Gospel of Luke And Jesus of Nazareth

Gospel of Luke

Gospel of Luke

photo by Wonderlane

The Gospel of Luke is the third of the four canonical gospels that make up the New Testament. It is also the longest of all. As a synoptic gospel, the gospel of Luke aims to present an account of life and times of the historical Jesus of Nazareth, his ministry, and discusses events relating to his birth, his teachings and performed miracles as well as his final Ascension. Traditionally the authorship of the Gospel of Luke is attributed to Luke the Evangelist. However, modern scholars are divided regarding the same, even though the possibility of Luke being the sole author of this text cannot be ruled out either.

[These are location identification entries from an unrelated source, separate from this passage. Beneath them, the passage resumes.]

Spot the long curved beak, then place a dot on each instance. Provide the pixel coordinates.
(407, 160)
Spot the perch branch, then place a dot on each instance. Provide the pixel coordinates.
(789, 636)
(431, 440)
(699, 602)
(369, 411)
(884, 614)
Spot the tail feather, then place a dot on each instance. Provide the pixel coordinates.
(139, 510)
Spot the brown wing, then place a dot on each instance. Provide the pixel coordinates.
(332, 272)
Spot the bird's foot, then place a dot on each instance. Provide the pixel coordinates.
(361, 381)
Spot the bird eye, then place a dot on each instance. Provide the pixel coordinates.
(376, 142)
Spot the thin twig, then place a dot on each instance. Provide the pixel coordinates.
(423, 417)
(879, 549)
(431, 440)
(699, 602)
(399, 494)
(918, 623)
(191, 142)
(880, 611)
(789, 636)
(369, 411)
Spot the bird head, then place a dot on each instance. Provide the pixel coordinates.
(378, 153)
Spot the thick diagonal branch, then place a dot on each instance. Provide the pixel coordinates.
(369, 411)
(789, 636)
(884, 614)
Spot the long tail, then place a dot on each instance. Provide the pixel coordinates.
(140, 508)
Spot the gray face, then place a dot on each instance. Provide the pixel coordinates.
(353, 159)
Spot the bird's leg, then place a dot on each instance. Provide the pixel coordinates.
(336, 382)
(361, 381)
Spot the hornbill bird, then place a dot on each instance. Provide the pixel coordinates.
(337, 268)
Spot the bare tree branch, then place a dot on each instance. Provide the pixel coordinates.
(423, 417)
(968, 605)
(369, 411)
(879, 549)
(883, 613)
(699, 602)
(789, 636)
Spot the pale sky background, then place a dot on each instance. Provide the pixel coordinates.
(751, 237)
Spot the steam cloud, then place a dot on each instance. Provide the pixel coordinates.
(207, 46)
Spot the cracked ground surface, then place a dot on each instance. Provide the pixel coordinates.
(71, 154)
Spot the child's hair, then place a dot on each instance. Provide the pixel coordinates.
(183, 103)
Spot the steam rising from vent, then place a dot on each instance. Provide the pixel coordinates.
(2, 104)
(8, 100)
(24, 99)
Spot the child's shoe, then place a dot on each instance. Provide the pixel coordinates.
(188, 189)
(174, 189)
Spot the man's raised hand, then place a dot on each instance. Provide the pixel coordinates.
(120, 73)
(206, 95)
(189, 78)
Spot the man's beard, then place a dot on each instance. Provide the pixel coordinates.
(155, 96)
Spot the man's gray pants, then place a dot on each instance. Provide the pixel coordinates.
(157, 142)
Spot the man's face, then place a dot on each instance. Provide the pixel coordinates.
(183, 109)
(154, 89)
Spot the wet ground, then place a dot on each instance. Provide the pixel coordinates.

The Gospel of Luke poignantly describes the various stories associated with Christ, which leaves a deep and lasting impression about the personality of Jesus in a reader’s mind. The Gospel of Luke starts with an introduction where the author explains his aims and purpose of writing this text. Like Matthew’s gospel, Luke gives an account of the royal lineage of Jesus and states that He was born of a virgin mother. However unlike Matthew, Luke traces Jesus’ lineage all the way back to Adam, thereby associating him with a universal concept of salvation. In Jesus’ birth story, Luke narrates the incident of Mary and Joseph traveling to Bethlehem with newborn Jesus carried in a manger. Angelic beings declare him as the savior of all people and the shepherds gather around to be a witness to the event. A unique feature to the Gospel of Luke is the birth story of John the Baptist and the three canticles. It is also only in the Gospel of Luke where we find the incident of Jesus’ childhood wherein his parents after losing him initially, find him again in the temple of Jerusalem involved in a deep discussion with several wise men about deep theological matters.

The gospel then goes on to discuss Jesus’ teachings in the form of parables, his beatitudes, and miracles. It also discusses the importance of women in Jesus’ life, and the various women figures among Jesus’ followers, including Mary Magdalene, Mary of Bethany and Martha. The text carries a detailed description of The Last Supper in the way it was narrated by Paul. Luke, in his gospel, puts stress on the fact that Jesus was innocent as far as Roman laws were concerned. On the other hand, Luke holds the Jewish authorities more responsible for the apprehension and final crucifixion of Jesus Christ. In the Passion narrative presented in this gospel, we find Jesus praying to God that He forgives the people who are responsible for his crucifixion. When a crucified thief shows his faith in Jesus, he turns to him and says him that on this day they will be united in Paradise.

Gospel of Luke is also distinct in its description of Jesus’ resurrection appearances. It narrates the story of the two disciples who comes into contact with Jesus on the road to a village named Emma’us and that how he appeared in front of the Eleven, stating that he is not just a spirit but one with flesh and bones.